Big international meetings are losing some of their relevance
The G-20 and its cousin, the Group of Seven, bring the leaders of the world’s largest economies together with the goal of promoting international economic cooperation and stability. As Orfeo Fioretos explained in the Monkey Cage, such meetings are “highly orchestrated affairs that send powerful signals” about the world’s leading economies.
Getting the world’s democracies to agree is hard enough — but the G-20 also includes authoritarian economic heavyweights such as China and Saudi Arabia. Major breakthroughs on specific issues tend to happen through lower-level diplomacy, though endorsements and commitments from powerful world leaders can still be important.
But the lead-up to the latest G-20 steered clear of any big collective ambition. Instead, the buzz was about which bilateral meetings and “pull-asides” were on or off.
Many leaders spent their time in Argentina thinking about their problems back home
It’s tempting to attribute this G-20 summit’s avoidance of grand collective politics to Trump, who veered off-script during or after several recent multilateral gatherings (including this summer’s G-7). But the real problem in Argentina was that many leaders brought heavy domestic political baggage that led them to prioritize (or cancel) bilateral sessions based on their political needs. It’s never fun to be at a party where everyone has one eye on the door.
Other leaders found themselves of in what political scientist Robert Putnam calls a “two-level game,” where they must play both international and domestic politics simultaneously to secure their goals. For British Prime Minister Theresa May, the goal was firm support and a clear path to future bilateral trade deals. May’s Brexit deal with the European Union faces a day of reckoning with the E.U.-sanctioned plan scheduled for a Dec. 11 formal vote in the British Parliament. The odds aren’t in May’s favor, and in Buenos Aires, May tried to reassure leaders that the United Kingdom could avoid the uncertainty of a “no-deal” Brexit, if May’s plan does not get through Parliament.
Saudi Arabian Crown Prince Mohammed bin Salman (MBS) found few friends at the G-20, with continued questions over his role in the killing of journalist Jamal Khashoggi. Many leaders, including Trump, did not sit down with him for a meeting — but interestingly, both May and Macron did, perhaps in an effort to show stability and continuity. Simply getting through the summit without a coordinated G-20 response to the death of Khashoggi could be considered a victory of sorts for MBS.
What would George H.W. Bush have done?
Bush navigated these moments with a kind of internationalist realism that is almost extinct on the Republican side of the aisle. In my book on how leaders’ pre-presidential beliefs about the nature of threats affect how they make decisions to intervene in crises once they get into office, I found that George H.W. Bush fit squarely in the camp that did not see threats originating from other nations’ domestic politics but rather from what countries do in the international arena. He formed these beliefs in a pre-presidential career that featured unusually broad and deep experience in high-level foreign policy and national security posts.

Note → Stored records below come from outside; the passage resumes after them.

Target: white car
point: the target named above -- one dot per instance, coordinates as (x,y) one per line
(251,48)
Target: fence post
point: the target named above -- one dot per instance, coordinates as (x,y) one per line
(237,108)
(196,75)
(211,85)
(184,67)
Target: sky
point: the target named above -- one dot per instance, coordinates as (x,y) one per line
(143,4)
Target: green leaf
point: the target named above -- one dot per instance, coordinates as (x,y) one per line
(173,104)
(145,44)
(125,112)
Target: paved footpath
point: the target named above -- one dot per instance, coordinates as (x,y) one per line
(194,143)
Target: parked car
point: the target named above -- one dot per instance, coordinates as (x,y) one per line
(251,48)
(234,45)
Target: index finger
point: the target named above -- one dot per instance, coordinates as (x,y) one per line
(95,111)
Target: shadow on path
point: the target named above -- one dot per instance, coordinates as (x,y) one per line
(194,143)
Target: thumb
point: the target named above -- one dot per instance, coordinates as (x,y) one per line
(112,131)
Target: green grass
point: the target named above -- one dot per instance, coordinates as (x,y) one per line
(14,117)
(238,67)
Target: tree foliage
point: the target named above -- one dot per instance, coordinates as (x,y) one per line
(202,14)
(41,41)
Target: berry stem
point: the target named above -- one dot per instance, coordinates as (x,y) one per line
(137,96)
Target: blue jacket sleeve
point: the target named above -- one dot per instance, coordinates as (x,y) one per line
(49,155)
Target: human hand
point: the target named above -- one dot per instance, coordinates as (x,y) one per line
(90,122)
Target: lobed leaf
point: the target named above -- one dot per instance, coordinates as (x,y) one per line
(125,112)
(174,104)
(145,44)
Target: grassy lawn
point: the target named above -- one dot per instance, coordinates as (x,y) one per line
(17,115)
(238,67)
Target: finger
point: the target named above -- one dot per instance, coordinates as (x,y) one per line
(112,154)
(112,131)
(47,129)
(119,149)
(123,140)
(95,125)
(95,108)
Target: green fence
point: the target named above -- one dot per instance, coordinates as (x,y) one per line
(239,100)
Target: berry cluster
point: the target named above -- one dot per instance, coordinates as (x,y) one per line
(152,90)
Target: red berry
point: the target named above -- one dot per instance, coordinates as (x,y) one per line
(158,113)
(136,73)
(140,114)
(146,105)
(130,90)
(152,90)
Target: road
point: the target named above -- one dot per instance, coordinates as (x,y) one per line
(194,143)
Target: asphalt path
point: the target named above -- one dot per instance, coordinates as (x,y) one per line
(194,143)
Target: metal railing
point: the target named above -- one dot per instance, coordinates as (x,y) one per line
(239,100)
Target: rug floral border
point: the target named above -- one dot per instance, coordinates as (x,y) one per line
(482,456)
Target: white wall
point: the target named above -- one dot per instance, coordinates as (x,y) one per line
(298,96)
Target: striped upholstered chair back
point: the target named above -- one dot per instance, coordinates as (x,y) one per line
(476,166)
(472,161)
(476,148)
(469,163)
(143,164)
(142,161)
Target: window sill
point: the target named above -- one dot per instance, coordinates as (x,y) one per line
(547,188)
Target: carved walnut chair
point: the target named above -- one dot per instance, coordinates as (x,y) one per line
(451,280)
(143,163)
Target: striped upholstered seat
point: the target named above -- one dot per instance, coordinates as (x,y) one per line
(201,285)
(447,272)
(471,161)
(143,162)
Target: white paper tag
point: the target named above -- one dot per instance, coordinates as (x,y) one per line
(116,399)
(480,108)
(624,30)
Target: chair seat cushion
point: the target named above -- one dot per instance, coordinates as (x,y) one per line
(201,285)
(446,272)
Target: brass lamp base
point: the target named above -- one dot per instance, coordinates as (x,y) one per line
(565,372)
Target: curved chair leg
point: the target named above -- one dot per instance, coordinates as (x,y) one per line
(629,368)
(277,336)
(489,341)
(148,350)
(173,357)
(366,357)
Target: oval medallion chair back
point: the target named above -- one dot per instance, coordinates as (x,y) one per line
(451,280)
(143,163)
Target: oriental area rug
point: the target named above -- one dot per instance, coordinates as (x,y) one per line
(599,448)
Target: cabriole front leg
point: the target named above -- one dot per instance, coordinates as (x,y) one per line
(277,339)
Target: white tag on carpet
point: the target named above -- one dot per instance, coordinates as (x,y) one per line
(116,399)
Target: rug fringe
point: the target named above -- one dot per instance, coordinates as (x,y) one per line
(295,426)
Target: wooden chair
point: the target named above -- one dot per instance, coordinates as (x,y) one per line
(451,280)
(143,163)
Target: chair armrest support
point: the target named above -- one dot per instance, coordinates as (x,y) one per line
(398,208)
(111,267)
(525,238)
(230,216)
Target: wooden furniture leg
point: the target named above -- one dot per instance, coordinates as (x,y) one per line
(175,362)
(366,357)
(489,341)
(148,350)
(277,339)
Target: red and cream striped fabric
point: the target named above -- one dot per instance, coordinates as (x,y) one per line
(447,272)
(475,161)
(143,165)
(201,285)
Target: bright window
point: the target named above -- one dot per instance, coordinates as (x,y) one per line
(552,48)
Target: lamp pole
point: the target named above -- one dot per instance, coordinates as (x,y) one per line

A striking example of Bush’s realism came after China’s 1989 Tiananmen Square massacre. Bush, the U.S. envoy to China in 1974-1975, had developed ties with Beijing and a clear sense of China’s future importance in international relations. In 1989, President Bush took initial steps to publicly punish China after Tiananmen, including suspending arms sales and some military and diplomatic exchanges. But he bucked pressure to do more and instead took steps to stabilize and maintain U.S. relations with China, including secret diplomatic missions.
One can only speculate, of course, how Bush would have approached this year’s G-20 meeting. It’s easy to imagine he would have prioritized global stability and backed up May and Macron. It’s likely Bush would have thought the U.S.-Saudi relationship worth preserving — he had stationed thousands of U.S. troops in Saudi Arabia to fight the Persian Gulf War, after all, partly in the name of protecting the kingdom. But Bush, a former CIA director, would not likely have issued a public statement in support of MBS and cast doubt on the findings of the CIA, as Trump did last week. In fact, it’s not difficult to imagine he might have publicly rebuffed or sought to rebuke MBS.
The Buenos Aires G-20 summit revealed that several international issues seem to be at a fork in the road, with domestic politics likely to shape how risky or damaging the outcome will be. In the economic realm, the U.S.-China trade conflict gained a 90-day reprieve but remains tense, with domestic pressures and divisions within both countries that have yet to play out. In Europe, the outcome of Brexit remains highly uncertain and depends on May’s domestic tightrope skills.
This year’s G-20 suggested that global meetings are less and less helpful in managing these uncertainties. And Bush’s death was a reminder that managing downside risk in foreign policy — a task that often requires making difficult choices, and can sometimes be made easier by acting multilaterally — is no mean feat.